I ran across a problem while I was upgrading one of the routers I manage from 12.2 to 13.0, and thought I should warn others who might run into the same problem. But before I get to the issue, let me provide the details on how things are set up. Keep in mind I'm not sure everything below is relevant, as I've have limited time to fully discover the scope of the change, but I thought I should include as much as possible in case it matters.
  • The router has multiple vlan(4)s on top of a lagg(4) interface with multiple em(4) interfaces underneath.
  • Routing is performed between the VLANs, and several vlan interfaces have aliased IPs on them.
  • One vlan interface in particular has numerous IP aliases on it, one for each jail that requires IP connectivity (e.g. unbound(8)).
  • At least two of the jails (both hosted on the router in question) need to communicate with one another (e.g. unbound's jail needs to talk to nsd(8)'s to resolve stub zones).
  • There's only one lo(4) interface, lo0, and it has no IP aliases and no jails using any addresses on it.
  • I'm was not and am not skipping filtering on lo0. Any traffic that needed to be sent over this interface had explicit rules permitting it.
  • No jails are using vnet, they are just assigned IP addresses (always aliases) already present on the host.
in 12.x and earlier, traffic sent between the unbound and nsd jail would flow over the loopback interface (despite the fact that the IP addresses were assigned to a vlan interface), with a rule like this:
Code:
pass quick on lo0 inet proto udp from unbound to nsd port 53 keep state
After upgrading to 13.0, I noticed they could no longer reach one another, despite making no changes to my pf.conf. Puzzled, I looked a little deeper and found an error from unbound's side of things: notice: send failed: Permission denied. This made me suspect pf might be involved, and to make a long story short, it was. In 13.0, traffic between these jails was now being sent over the vlan interface instead of over the loopback as it had in the past. Simply changing the interface in the rule to be the vlan instead of the loopback fixed the issue once the new rules were loaded.

While I don't regard this as a bug, especially since the new behavior makes more sense than the old behavior in my opinion, it was an unexpected change while upgrading. As such, I wanted to make other users of pf who might be in a similar situation aware of the potential pitfall when upgrading.

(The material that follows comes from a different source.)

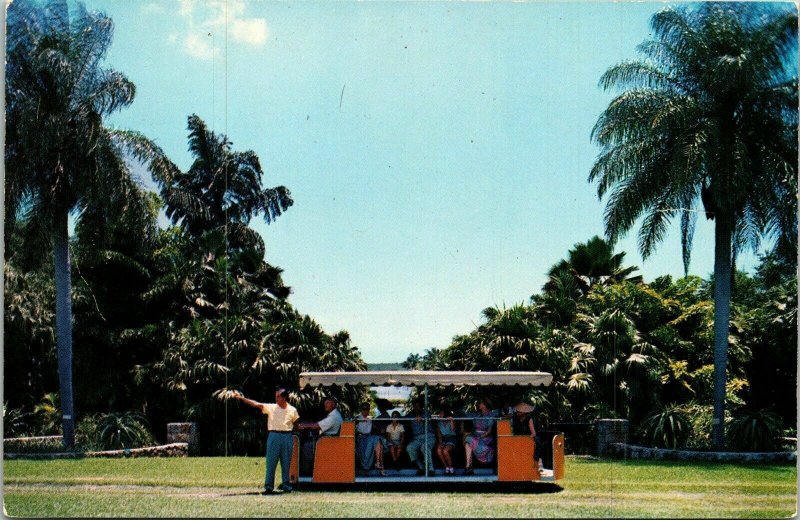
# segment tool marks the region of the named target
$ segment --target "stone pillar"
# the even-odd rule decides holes
[[[197,423],[167,423],[167,444],[185,442],[189,444],[189,454],[197,453]]]
[[[598,419],[597,420],[597,454],[600,456],[611,455],[613,444],[628,443],[627,419]]]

Finally, I'm not sure yet on all the specifics, so this might affect you even if you're not using jails, VLANs, etc. If you've done some testing yourself please post any additional findings, or any questions you have, below.
 
One thing I've noticed myself, after upgrading, pf seems to have a problem with tables after upgrading to 13.0-RELEASE. pfctl reports "Cannot allocate memory" while:

Code:
pfctl -s memory
...
LIMITS:
states        hard limit    10000
src-nodes     hard limit    10000
frags         hard limit     2000
table-entries hard limit   200000

And having 6 tables defined:

Code:
table <dns> const { 1.2.3.4 5.6.7.8 9.10.11.12 }
table <backs> const { 13.14.15.16 2a02:: }

table <badhosts> persist file "/etc/pf.badhosts"
table <goodhosts> persist file "/etc/pf.goodhosts"
table <spamhosts> persist file "/etc/pf.spamhosts"
table <rbl> persist file "/etc/rbl.conf"

Counting together all tables, I've 1195 entries in all tables and adding more isn't possible. Also stopping and starting pf via rc.d doesn't work anymore, till the system is rebooted and then everything gets loaded.
The badhosts table gets filled (manually), the rbl table automatically once a day. Though I guess it might affect when using things like fail2ban.

Dunno what's wrong here as there's some memory available and the system isn't even using swap.
 
Interesting. I don't have any persistent tables like that, but it makes me curious. Did you delete the files between 12.x and 13, or just keep them as they were?
 
Just kept them. The files are just a list of IP's where nothing useful came from, until now, to use them later for things like:

Code:
no rdr on $int_ext proto {udp tcp} from {<badhosts><rbl> } to any

Though, it looks like the problem about pfctl and memory has been solved by not compiling pf into the kernel directly and use it as module.

Another problem where bug reports already exist is something like:

Code:
rdr on $int_ext inet6 proto tcp from any to $int_ext port 443 -> $int_www port 443

Where int_ext is the external interface, int_www a webserver jail interface. So doing rdr with IPv6 seems to be problematic, but it depends on the external IPv6 adress as this works without any problems at another system.